Ten years ago, many organizations were drowning in data; today many organizations are drowning in insights.

The freedom of self-service BI led, in many cases, to redundant, overlapping and sometimes contradictory reports and dashboards. Governance and certification features and collaborative catalogs emerged to help address these problems, but self-service has taken us only so far. Cost and complexity remain obstacles to broad adoption, and many mainstream business users just aren’t interested in searching for and interpreting reports and dashboards. They want to act, not analyze.

I’m happy to write that the focus has turned to delivering concise and actionable insights in the context of work. I’m seeing this shift not only in the BI and analytics arena, but also in enterprise applications, where embedded analytics and, in some cases, data-science powered recommendations, are becoming increasingly prevalent.

I’ve been writing about this shift for nearly two years, but I’ve seen new proof points over the last four months.

In February, MicroStrategy World highlighted the progress of its HyperIntelligence offering, which is designed to surface contextually relevant insights from MicroStrategy within enterprise applications (such as Salesforce or Workday), custom applications, or personal productivity application (such as Microsoft 365).   

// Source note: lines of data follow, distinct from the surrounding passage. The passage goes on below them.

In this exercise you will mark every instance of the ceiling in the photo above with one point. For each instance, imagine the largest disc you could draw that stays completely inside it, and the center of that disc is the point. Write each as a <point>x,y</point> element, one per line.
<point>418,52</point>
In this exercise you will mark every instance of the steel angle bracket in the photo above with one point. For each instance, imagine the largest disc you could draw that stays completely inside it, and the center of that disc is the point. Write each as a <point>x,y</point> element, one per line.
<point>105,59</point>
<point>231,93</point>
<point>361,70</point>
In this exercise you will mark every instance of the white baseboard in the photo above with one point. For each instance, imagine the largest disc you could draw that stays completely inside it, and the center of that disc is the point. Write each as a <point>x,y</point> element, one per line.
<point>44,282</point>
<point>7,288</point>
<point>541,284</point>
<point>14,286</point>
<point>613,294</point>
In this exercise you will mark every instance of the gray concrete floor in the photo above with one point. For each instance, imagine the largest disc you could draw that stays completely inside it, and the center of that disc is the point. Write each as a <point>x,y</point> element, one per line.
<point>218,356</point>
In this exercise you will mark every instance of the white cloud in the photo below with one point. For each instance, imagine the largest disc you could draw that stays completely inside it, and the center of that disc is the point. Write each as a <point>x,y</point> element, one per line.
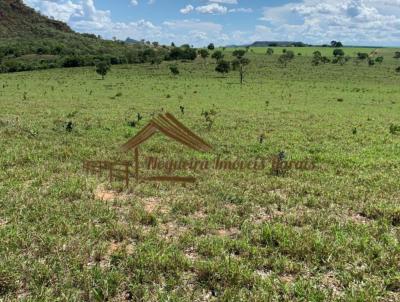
<point>225,1</point>
<point>241,10</point>
<point>212,8</point>
<point>352,21</point>
<point>187,9</point>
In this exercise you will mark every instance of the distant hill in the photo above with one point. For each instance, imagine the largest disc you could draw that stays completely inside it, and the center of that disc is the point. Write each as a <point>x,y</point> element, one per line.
<point>30,41</point>
<point>131,41</point>
<point>271,44</point>
<point>19,20</point>
<point>277,43</point>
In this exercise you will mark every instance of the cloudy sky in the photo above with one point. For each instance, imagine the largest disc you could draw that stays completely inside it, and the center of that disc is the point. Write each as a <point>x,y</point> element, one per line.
<point>198,22</point>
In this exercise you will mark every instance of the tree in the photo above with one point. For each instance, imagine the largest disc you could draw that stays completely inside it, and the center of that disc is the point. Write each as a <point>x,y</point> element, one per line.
<point>379,60</point>
<point>102,68</point>
<point>223,66</point>
<point>317,58</point>
<point>336,44</point>
<point>240,62</point>
<point>338,53</point>
<point>217,55</point>
<point>174,70</point>
<point>362,56</point>
<point>239,53</point>
<point>286,57</point>
<point>204,53</point>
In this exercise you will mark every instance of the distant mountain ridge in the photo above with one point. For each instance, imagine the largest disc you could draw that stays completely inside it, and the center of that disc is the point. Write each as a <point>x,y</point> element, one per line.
<point>131,41</point>
<point>19,20</point>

In March, Domo highlighted its Domo Everywhere and Intelligent Apps initiatives, which are also about delivering relevant insights within applications and business processes. As CEO Josh James put it, “modern BI doesn't live in charts and graphs; it lives where the work gets done.”

In April, Workday’s Innovation Summit highlighted “data-infused apps.” In this case, “data” really means contextually relevant insights and recommendations design to trigger better, smarter decisions and actions. Similarly, Oracle Fusion CX presentations in recent months have emphasized real-time personalization and intelligent recommendations built into customer journeys and internal workflows.

In May, the Qlik World Online event recapped the company’s progress on its ongoing Active Intelligence push. Active Intelligence seeks to “embed analytics directly into applications and business processes, so actions are immediately driven by insights.”

This is just a sampling of the examples I’ve seen. Key enablers include cloud computing, microservices architectures and fine-grained application programming interfaces (APIs). I’m hearing the terms embedded and embedding in connection with many of these initiatives, but the examples aren't limited to what independent software developers and SaaS application providers can do for your. Indeed, innovative end-user organizations are embedding analyticis and coming up with data- and insight-driven services that are creating new revenue streams. In some cases, low-code/no-code and declarative development options are enabling embedding of analytics without need of professional developers.

There is still a place for conventional reports and dashboards, and we won’t see actionable insights pervasively anytime soon. It takes more effort to expose just the right insight in just the right spot to drive action. Even in the case of prebuilt vendor offerings and the self-service enabled through llow-code/no-code options, we’re going to see actionable insights emerge selectively, starting at crucial decision points where contextual insight makes a big difference. Built-in recommendations (let alone self-tuning recommendations) are even harder to deliver, so application vendors will lead the way on this front.

We'll see how far this trend takes us an how quickly it evolves, but the trend toward delivering concise, actionable insights in context is good news for all those interested in helping more people to drive better, data-driven decisions and actions.